Jobs paying more than 100,000 rubles a month now comprise over 5% of all job vacancies, a 240% increase over 2022. Employees have been offered huge raises in state companies in exchange for signing on to what amount to loyalty pledges regarding the war, just as key roles in military manufacturing plants are exempt from mobilization. Military industries require large numbers of skilled workers and managers to operate successfully, which is feeding into structurally higher levels of inflation. Investment into fixed assets is up over 7% in annualized terms, but crucially higher wages are not reflected in the structure of what’s being built. Investment into retail and construction, the latter of which has been driven by subsidized mortgages for new homes since 2020, are down 7.5% and 10.8% respectively.
If workers were winning out, we’d expect to see retail rising given Rosstat figures show average wages have risen 30% in the last year. Yet the same data also shows inequality got slightly worse in that time. The problem is simple: any business expansion to meet demand requires more people to work more jobs. More and more of the jobs available or that protect someone from being mobilized lie in manufacturing and the defense sector writ large or serving pent up demand from consumers, most notably for things like domestic tourism. State policy is about to pour gasoline on the fire as Putin has now announced an expansion of the army’s standing military forces and support personnel by 170,000 people. Add to this rising numbers of tens of thousands of amputees and once healthy individuals taken out of the productive workforce, injured, and then unable to work full-time, in physically demanding jobs, or without considerable accommodation and state support. When businesses simply can’t find or compete for labor against state jobs whose salaries have been boosted or provided ‘privileges’ to dodge potential service at the front and components are in some cases difficult or more expensive to source from abroad without state support, imports cannot be effectively substituted without large dislocations of labor across industries and immense geographic distances.
Mobilization a la Russe
The Bank of Russia has only one lever to pull to get ahead of the uptick in inflation despite worsening business indicators: raise interest rates. The efficacy of higher rates has been diminished by capital controls and the extension of subsidized credits to state enterprises and systemically important businesses in the first months of the invasion. As of the start of November, 11 trillion rubles’ worth of corporate credit — about 7% of GDP — were offered on a subsidized basis against the key rate. With interest rates now at 15% and likely to continue rising, large firms are panicking that the costs of servicing debt will skyrocket as they roll over older loans into new ones affected by the base rate. There are few options to fix this: raise prices to make more money to pay off debt, slash labor costs to improve profits to pay off debts (which can only be achieved through a rise in productivity requiring investment), or a renegotiation of subsidized credit from the state.

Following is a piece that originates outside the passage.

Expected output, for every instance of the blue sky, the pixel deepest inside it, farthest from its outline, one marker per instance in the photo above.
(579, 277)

The first option worsens inflation in the immediate term and loses customers, the second option is prohibitively expensive with interest rates this high and rising. The last option also worsens inflation and further weakens the power of higher interest rates to dampen spending and investment. Meanwhile, consumers feel the brunt of higher rates as their ability to buy homes, cars, and other big ticket items that typically require insurance policies or are affected by rates on credit cards is dampened despite large nominal increases in their wages. For other goods, they buy imports that tick up in price whenever the ruble weakens.

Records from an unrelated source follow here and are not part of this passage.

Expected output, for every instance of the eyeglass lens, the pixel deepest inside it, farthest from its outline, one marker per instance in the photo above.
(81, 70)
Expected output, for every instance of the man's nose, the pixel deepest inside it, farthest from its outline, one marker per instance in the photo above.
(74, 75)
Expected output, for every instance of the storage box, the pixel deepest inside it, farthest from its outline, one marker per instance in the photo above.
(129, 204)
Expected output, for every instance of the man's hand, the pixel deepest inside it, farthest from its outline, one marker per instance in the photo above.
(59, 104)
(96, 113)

The ‘easy’ part of mobilization is over. Russian policymakers have been fortunate to enjoy a reliably large current account surplus generating savings and tax receipts to underpin war spending, ample unused capacity at existing military plants to increase output when needed, and enough of a clear manpower advantage over Ukraine to afford immense losses in a war of attrition. Just because the economy is half-mobilized for war does not mean it can sustain its present disequilibrium for long without further changes in policy that pose significant risks. Patrushev’s dream of a true mobilization economy would effectively mean the nationalization of all industry and reintroduction of planning by direct fiat, not just the allocation of budget resources or access to credit.
Oil markets have also turned against the Kremlin. Escalating efforts to enforce the G-7 price cap are effective primarily because of growing consensus that demand is weakening. OPEC+ barely agreed to a coherent communique out of its last meeting and oil prices are hovering below $ 80 a barrel thanks to a cumulative 5 million barrels a day of oil production cuts by members that have been exposed as ‘voluntary.’ Tighter scrutiny on shipping firms has begun to dissuade Greek shippers from taking on contracts, but is most effective because a buyer’s market gives third-parties and importers more latitude to demand discounts and other concessions.

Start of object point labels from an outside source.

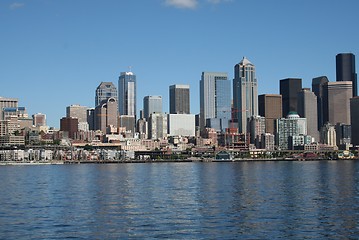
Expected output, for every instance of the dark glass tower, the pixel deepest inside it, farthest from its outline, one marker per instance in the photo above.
(345, 65)
(289, 89)
(317, 88)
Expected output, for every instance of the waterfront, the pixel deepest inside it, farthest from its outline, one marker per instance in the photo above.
(256, 200)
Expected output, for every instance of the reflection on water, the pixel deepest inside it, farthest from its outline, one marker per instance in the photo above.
(256, 200)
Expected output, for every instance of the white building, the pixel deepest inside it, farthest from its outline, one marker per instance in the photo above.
(181, 125)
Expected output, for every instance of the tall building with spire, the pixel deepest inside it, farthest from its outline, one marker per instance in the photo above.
(215, 101)
(105, 91)
(245, 93)
(127, 94)
(345, 70)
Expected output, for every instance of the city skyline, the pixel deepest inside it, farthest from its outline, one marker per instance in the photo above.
(68, 51)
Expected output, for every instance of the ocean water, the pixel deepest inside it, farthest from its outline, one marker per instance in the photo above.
(247, 200)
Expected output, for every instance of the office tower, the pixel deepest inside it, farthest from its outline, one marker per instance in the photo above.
(257, 126)
(77, 111)
(179, 99)
(317, 88)
(105, 91)
(39, 119)
(106, 115)
(127, 94)
(289, 88)
(152, 104)
(336, 102)
(7, 103)
(307, 108)
(90, 116)
(245, 93)
(354, 116)
(328, 135)
(157, 126)
(345, 66)
(69, 125)
(181, 125)
(290, 126)
(270, 107)
(215, 100)
(343, 132)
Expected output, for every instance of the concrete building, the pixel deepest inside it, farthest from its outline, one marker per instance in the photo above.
(270, 107)
(152, 104)
(318, 89)
(179, 99)
(106, 115)
(307, 108)
(105, 91)
(354, 110)
(337, 102)
(127, 94)
(245, 93)
(289, 89)
(69, 125)
(345, 70)
(157, 126)
(215, 100)
(181, 125)
(7, 103)
(290, 126)
(256, 128)
(39, 119)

Structurally, the Russian budget can only maintain the 1−2% GDP deficit target by increasing taxes on business. This process then denies businesses profits that can be invested into production, efficiency enhancements, and other needs. Raising taxes on households will eventually make more sense since wage increases are huge without a concurrent domestic expansion of consumer durables production, creating constant risk of downwards pressure on the ruble as imports rise relative to weaker export earnings. The US government’s stated goal of halving Russia’s oil & gas revenues by 2030 is achievable by market trends alone. Though there remains space for the Ministry of Finance to offset these losses, doing so will weaken the economy’s capacity to sustain any further expansions of output needed to fight the war.
No solutions can fix other structural problems hindering Russia’s evolution into a wartime economy. Shortages of project cargo equipment have pushed shippers to rely more heavily on railways struggling to adapt to the economy’s pivot eastwards. Where the average cargo delivery from St. Petersburg or Novorossiysk once traveled 2,000 km, its journey is now more like 8,000 km. The recent Ukrainian-backed sabotage of crucial rail chokepoints for rail delivery between China and Russia in Siberia point to another set of problems: spending on infrastructure security, the immense distances military deliveries frequently travel, and the costs they impose driving up transport prices — terrible for small and medium-sized businesses — as well as risks of considerable disruptions from two decades of underinvestment in additional rail capacity.
Ukraine and Russia are now engaged in what will be a very long, constantly active and all-encompassing war, one in which Russia maintains distinct advantages in sheer weight of numbers and resources over Ukraine that cannot be ignored. But many of these advantages are eroding as the economic system that holds them together is destabilized and facing significant difficulties further expanding its ability to produce materiel. The next military expansion alone will erase nearly half of the remaining surplus labor in the country when it can least afford to give workers political bargaining power. Even if western sanctions pose only short-term irritants or constraints, they can force a traditionally slow-moving political system that operates by its own curious, coercive consensus to make far more difficult decisions than it has made thus far.